If you're worried about your pet's health, please speak to a vet or qualified professional.

Introducing new dog

7 replies

KeebabSpider · 08/07/2024 10:36

We have adopted a four year old dog from the same rescue as our existing dog. Both dogs are 4 years old, and our Boston staff x is a boy. The new dog is a staff x bitch. So far so good with introduction outside, lots of side by side walking, sitting together outside, all whilst on lead.

I'm not sure how to manage the at home socialising. At the moment I have a baby gate separating them, separate food times and very few toys as the new dog has shown she will probably resource guard. She has no recall, so offlead playing outside can't happen just yet. We have a shared garden but due to move in five weeks to a bigger house with fully enclosed garden. We have a long line lead.

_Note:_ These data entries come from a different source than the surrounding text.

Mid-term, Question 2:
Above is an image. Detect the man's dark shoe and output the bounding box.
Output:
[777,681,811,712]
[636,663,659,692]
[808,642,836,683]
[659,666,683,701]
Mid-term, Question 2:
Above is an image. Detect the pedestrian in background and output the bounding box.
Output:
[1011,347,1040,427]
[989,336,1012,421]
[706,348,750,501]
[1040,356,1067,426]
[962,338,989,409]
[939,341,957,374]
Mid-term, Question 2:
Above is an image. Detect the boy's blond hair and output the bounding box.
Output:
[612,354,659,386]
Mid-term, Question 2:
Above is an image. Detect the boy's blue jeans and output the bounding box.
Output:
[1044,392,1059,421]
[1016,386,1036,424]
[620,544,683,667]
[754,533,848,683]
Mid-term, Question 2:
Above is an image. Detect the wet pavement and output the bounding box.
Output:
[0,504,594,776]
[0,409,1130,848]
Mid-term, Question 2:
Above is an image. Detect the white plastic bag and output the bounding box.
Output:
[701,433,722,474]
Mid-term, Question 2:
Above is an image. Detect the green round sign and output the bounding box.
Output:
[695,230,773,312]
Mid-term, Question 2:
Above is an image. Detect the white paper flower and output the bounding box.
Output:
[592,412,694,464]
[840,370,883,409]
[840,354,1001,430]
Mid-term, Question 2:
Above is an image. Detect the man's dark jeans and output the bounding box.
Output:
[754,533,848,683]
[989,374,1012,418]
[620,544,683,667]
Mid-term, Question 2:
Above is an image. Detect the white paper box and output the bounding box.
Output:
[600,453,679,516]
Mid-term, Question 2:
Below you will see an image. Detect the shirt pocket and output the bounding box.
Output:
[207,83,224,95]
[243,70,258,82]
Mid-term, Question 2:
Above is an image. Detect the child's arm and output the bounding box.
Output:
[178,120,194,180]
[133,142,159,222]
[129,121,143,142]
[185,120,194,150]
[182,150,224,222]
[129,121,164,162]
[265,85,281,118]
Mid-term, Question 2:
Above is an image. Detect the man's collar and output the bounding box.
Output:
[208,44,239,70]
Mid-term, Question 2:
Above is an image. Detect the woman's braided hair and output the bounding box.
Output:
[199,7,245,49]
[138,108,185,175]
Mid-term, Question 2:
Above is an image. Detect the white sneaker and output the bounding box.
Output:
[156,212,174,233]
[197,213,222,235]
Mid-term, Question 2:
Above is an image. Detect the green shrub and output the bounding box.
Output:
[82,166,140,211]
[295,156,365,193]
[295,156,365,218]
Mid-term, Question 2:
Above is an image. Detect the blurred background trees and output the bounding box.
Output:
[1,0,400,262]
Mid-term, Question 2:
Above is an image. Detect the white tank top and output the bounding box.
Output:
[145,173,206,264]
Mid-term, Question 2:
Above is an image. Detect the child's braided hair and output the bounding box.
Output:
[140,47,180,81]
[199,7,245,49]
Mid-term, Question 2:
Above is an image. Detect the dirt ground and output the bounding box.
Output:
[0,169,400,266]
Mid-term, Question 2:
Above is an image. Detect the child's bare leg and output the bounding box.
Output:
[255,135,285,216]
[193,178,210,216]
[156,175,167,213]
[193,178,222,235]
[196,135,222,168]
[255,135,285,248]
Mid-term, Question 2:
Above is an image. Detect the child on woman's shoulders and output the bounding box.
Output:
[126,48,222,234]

But, here's my question, am I doing the right thing separating them inside the house? when will I know its safe to let them play together inside? or do I need to get the them playing outside first? The new dog is more boisterous and playful, the existing dog is more calm and he has manners. But he enforces those manners on his group walks. He goes with a dog walker and her feedback has been that he growls and pushes away with his paws dogs that jump over him, new dogs, and dogs without manners, then he will happily play and chase. He doesn't like rough and tumble.

Has anyone got any tips please, really want them to get off to a good start.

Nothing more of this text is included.